Journal of Writing & Environment

Three states breathe between us so my sister and I are only witness to our brother’s doings on family vacations, like this past summer, at the beach house in Wrightsville, North Carolina. The large, two-storied clapboard home has been in his wife’s family for years and for the past decade it has weathered our family gatherings. Here, North and South meet. The gravitational forces that pull us together are almost visible.


We surge into the house and, for one week, our familial bodies—six big ones and five of lesser mass—orbit each other. The paths we take, while far from worn, are familiar. We rise and fight and laugh and drink. We build sandcastles and then we knock them down. We toss wet swimsuits on the line strung along the back porch. On the front porch we rock in chairs and watch the comings and goings of the world. We read books, flip through magazines and nap. Most of all, because we are in the vicinity of my brother’s cooking, we hum around with the same fine food in our bellies.

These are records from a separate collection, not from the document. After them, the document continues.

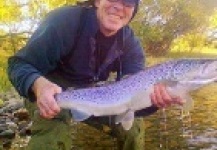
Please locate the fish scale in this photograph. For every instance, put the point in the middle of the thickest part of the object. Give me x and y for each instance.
(124, 97)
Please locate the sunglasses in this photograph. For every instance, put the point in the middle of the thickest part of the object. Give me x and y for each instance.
(127, 3)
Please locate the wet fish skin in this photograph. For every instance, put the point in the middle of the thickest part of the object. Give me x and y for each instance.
(125, 97)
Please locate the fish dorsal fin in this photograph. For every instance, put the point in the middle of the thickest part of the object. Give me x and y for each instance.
(182, 90)
(79, 115)
(126, 119)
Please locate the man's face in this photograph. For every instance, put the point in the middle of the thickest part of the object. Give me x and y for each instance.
(113, 15)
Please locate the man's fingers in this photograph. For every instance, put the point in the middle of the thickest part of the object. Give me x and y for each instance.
(48, 109)
(158, 96)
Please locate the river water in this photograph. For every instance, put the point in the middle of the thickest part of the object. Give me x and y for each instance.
(168, 129)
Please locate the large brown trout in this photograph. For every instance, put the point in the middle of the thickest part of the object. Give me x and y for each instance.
(124, 97)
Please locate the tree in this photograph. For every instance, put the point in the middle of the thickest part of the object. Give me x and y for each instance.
(159, 22)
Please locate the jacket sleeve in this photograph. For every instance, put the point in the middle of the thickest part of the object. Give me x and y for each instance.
(133, 59)
(42, 52)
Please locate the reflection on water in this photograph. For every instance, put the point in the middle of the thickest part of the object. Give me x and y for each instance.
(169, 129)
(173, 129)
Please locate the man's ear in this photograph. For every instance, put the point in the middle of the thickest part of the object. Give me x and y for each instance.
(96, 3)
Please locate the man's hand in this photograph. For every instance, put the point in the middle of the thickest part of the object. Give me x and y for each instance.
(44, 91)
(161, 98)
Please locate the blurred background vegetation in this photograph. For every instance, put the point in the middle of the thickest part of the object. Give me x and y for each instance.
(167, 28)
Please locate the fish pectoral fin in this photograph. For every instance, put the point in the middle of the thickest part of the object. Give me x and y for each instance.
(182, 90)
(126, 119)
(189, 104)
(79, 115)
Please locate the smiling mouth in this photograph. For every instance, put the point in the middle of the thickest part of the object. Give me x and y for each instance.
(115, 16)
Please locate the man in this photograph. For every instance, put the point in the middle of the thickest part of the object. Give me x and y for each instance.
(56, 58)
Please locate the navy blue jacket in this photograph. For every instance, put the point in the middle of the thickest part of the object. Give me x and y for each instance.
(54, 39)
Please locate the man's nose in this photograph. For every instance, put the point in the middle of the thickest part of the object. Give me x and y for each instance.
(118, 4)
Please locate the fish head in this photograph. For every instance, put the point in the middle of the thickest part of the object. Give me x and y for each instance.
(209, 70)
(196, 70)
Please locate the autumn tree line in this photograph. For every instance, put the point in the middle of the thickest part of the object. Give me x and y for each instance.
(161, 25)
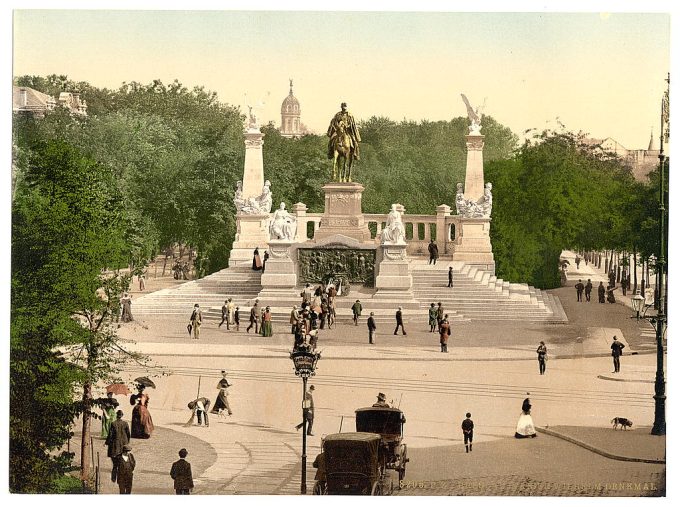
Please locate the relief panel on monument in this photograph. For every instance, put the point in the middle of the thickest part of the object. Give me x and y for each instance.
(318, 265)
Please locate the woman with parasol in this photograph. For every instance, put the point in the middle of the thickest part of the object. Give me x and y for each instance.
(142, 424)
(222, 403)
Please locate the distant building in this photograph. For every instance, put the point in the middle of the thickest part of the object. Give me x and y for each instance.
(291, 126)
(641, 162)
(32, 102)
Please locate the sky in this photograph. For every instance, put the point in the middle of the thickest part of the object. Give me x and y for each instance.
(598, 73)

For much of our time together, my brother pens himself up in the kitchen where he is like a bull on steroids. He stampedes about, yanking down spices, opening and shutting the oven door, rushing out the back door to step out onto the porch to check on the grill. Right now, he is calm. His hands gently pat a dry rub over a tender filet of beef. Then, without warning, his nostrils flare, he charges over to the refrigerator and yanks out a freezer bag filled with chunks of freshly frozen pineapple.


He blends relentlessly. The cacophony of frozen fruit and coconut milk is deafening. Currents of loose conversations are churned up in his doing.


My brother hands out frosty glasses. I am not a coconut fan but, because John made it, I accept his offering. The Pina Coladas are delicious.


I was watching the Food Network and this chef—I forget her name now—had her face mere inches from the tripe dish she was preparing. She could have reached out and licked it with her tongue if she wanted to. My brother and sister are intimate like that when it comes to food.


I catch my brother inspecting the chicken, aromatic spices pinched between fingers. He draws his hand back, high above his head, then hurls it down, lashing the meat with fresh rosemary. I keep my distance.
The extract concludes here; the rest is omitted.